In November 2018 I went to a morning of workshops and discussion hosted by the BACP, to which I had been invited because of my involvement with the BACP’s Older People Expert Reference Group (OPERG). I greatly value the work the BACP does campaigning for better access to counselling and psychotherapy for older people – a demographic whose engagement with counselling is disproportionately low and I am proud to be a part of it. I was pleased to see that one of the workshops I could choose to attend addressed the SCoPEd framework – something I had been aware of since the spring, and yet had little idea of what it was actually going to look like.
It seemed to me that there could potentially be some benefits for the public in having a clear understanding of what our profession looks like, its diversity and training routes so that clients are able to make informed choices, and have greater awareness of what “qualified” is and isn’t. I had visions of such a framework explaining that a six week online course is insufficient to be recognised as a counsellor by the professional bodies, and to encourage the public to check the membership bodies’ registers to ensure their therapists are appropriately qualified. What I didn’t expect was assertions such as that counsellors are incapable of assessing whether a client is suitable for therapy without first consulting with a supervisor or other professional. It seems to me that careless insinuations like this one will confuse the public further, denigrate the profession and damage public confidence in counsellors and counselling organisations. I’m not sure how to reconcile this with the BACP’s promotion of counselling throughout their history.
When I first sought therapy I looked for a counsellor. I don’t think I even really knew what a psychotherapist was, and I certainly never would have thought to myself “I need psychotherapy”. My therapist calls himself a counsellor and psychotherapist, and states in his literature that he doesn’t make concrete distinctions between the two terms. I’m very glad, because I have no idea where counselling ended and psychotherapy began in my personal therapy. As a client, what I needed to know was that I could trust in him to assess my suitability for counselling and know how to appropriately work with what I was bringing. If I had read this framework, I think I would have been concerned about hiring a counsellor at all.

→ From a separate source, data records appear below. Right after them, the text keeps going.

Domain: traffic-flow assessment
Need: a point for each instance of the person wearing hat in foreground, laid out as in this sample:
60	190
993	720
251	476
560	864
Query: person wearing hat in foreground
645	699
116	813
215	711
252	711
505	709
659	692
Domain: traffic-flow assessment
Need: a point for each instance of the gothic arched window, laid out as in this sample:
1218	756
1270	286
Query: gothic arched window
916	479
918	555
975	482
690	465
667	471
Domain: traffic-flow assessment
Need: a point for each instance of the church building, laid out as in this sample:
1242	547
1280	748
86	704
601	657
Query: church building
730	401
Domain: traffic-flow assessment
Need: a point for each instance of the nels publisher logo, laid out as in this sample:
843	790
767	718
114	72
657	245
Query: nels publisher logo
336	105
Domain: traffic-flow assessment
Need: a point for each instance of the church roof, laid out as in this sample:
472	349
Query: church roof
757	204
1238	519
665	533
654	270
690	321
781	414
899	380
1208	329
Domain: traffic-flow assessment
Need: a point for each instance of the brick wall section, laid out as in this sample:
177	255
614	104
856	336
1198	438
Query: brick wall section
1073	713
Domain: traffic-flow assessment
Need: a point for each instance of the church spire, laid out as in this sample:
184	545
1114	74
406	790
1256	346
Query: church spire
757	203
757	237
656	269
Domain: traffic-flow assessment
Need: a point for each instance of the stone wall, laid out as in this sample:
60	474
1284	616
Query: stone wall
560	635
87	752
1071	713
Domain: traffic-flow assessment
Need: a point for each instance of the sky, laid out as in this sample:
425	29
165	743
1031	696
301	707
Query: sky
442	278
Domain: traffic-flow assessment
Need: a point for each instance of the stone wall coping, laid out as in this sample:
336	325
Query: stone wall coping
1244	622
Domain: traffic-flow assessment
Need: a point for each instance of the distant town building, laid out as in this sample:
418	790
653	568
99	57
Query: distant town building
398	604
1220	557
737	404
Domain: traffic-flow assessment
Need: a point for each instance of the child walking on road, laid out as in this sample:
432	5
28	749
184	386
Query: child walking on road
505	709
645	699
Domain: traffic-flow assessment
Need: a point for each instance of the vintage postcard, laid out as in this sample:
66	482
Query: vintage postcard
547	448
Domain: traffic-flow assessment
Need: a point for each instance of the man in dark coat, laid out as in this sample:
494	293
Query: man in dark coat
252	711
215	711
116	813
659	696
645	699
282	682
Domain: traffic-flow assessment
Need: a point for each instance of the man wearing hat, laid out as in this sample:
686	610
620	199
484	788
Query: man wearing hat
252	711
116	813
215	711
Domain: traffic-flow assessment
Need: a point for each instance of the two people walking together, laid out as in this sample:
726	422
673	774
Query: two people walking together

One of the biggest ethical concerns I have about this framework is that, in my view, it risks misleading the public. If I were a client reading this, I would probably assume that every counsellor, “advanced counsellor” and psychotherapist I could possibly hire must meet the stated criteria, because these authoritative sources seem to say so. But as we know, these titles are not protected, and setting up as a counsellor or psychotherapist after a six week online course (or no course at all) is completely permissible, so clients who believe the framework may feel a false sense of safety hiring somebody using these titles on the basis of what it asserts. Far from providing greater clarity for clients, it seems to me that this obfuscates things further and could potentially have detrimental consequences.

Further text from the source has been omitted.